Tirare il sole con le dita
Un doveroso riconoscimento di merito a Franco Basaglia
di Sergio Mambrini
Quando ero molto giovane, cioè molto prima dei miei undici anni, accompagnavo sempre la mia mamma in ogni suo passo. Lei sosteneva il contrario, fatto sta che, usciti dalla porta di casa, ci tenevamo per mano e tiravamo entrambi dove avremmo preferito andare. Spesso la guidavo dove volevo io, giù al porto Catena a vedere se c’era qualche chiatta carica d’argilla per la fornace dell’Anconetta, dove si fabbricavano mattoni e ceramiche. Ero affascinato dal lavorìo del porto, dal formicaio di robusti facchini, dai barconi lenti e pesanti. Per me non esisteva gioco più bello che osservare lo sforzo vitale di quelle persone, di quelle imbarcazioni su quell’acqua tranquilla, vissuta dai pesci e dai tanti pescatori con interessi ovviamente divergenti. I ragazzotti che superavano gli undici anni, come mi sembrava, si tuffavano in continuazione su e giù dal molo. Portavano mutande di tela sgambate che si appiccicavano al loro ventre, nascondendo a fatica la giovane peluria inguinale.
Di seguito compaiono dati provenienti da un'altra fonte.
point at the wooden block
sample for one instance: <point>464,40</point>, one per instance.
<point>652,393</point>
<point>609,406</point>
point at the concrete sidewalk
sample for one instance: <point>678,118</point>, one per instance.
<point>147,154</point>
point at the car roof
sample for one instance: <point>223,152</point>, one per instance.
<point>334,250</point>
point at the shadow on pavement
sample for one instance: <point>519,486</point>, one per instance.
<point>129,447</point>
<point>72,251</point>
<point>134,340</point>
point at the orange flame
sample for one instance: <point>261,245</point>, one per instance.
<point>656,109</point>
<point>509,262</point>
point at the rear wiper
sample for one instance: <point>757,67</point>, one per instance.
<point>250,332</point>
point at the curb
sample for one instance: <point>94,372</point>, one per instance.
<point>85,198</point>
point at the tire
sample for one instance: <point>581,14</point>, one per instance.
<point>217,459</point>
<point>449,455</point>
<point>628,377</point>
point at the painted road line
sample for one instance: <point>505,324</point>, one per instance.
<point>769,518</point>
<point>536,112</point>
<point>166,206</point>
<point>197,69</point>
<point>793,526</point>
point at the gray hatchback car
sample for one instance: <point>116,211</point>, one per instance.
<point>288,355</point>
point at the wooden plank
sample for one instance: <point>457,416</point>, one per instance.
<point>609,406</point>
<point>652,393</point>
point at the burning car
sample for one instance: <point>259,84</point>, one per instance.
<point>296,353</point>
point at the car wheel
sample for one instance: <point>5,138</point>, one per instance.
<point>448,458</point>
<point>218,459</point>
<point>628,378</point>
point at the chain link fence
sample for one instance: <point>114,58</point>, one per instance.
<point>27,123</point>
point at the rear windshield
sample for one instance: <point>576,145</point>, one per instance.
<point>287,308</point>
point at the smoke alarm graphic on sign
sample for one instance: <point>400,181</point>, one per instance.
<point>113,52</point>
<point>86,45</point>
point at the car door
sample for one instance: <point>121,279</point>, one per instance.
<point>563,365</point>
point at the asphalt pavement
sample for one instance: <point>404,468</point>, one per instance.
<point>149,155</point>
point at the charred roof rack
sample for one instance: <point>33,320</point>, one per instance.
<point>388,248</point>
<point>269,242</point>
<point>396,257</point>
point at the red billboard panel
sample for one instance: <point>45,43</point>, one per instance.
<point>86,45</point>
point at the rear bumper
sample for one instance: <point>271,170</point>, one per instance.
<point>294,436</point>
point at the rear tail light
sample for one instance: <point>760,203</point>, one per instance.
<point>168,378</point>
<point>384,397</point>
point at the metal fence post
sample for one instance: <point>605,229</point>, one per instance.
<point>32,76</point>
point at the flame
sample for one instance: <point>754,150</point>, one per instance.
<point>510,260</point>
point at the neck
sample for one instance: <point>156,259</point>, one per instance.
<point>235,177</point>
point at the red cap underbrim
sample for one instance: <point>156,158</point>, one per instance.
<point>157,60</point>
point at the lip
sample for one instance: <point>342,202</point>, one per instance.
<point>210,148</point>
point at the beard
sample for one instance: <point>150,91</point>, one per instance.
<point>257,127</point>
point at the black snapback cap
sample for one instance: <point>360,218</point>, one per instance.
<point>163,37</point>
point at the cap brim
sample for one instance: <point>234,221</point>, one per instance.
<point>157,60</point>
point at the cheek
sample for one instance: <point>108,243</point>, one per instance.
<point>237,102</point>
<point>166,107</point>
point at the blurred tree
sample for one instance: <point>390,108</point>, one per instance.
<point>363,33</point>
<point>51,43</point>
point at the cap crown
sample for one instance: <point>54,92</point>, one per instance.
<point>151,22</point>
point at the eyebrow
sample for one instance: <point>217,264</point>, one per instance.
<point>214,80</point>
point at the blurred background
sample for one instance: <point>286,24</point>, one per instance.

Mia madre mi smuoveva a forza di tirare, promettendomi qualche rana fritta nell’osteria del porto. Mamma era spesso complice dei miei gusti. Lì c’erano persone che cantavano, altre silenziose che si mangiavano le rane assieme a un piatto di riso bollente, alcune bestemmiavano contro l’ingiustizia che pativano. Ognuno manifestava il proprio disagio o il buonumore con sfrontata sincerità. Comunque, non era un luogo per bambini com’ero io. Così, col cartoccio di rane tornavamo lungo la strada a sgranocchiarle.
Certi pomeriggi, passavamo a trovare Amedea nel suo appartamento di via Bacchio. Era la cugina del papà, entrambi figli di sorelle. Il loro affetto reciproco si riversava su di me durante quelle visite, fors’anche perché Amedea non aveva figli. Era sposata con un pacifico camionista, sempre in viaggio su e giù per le difficili strade del nostro Paese, prima che la Fiat spronasse i governi a costruire i primi tratti d’autostrada. Laino, così si chiamava suo marito, passava la sua esistenza “on the road ” senza poter esprimere nulla che assomigliasse, anche lontanamente, a un gesto d’intimità con Amedea. Almeno così vedevo il loro rapporto dal mio osservatorio privato. Fatto sta che quando m’incontravo con lei ero accolto con sorrisi dolci, carezze timide e qualche immancabile bacetto, che ricambiavo con entusiasmo.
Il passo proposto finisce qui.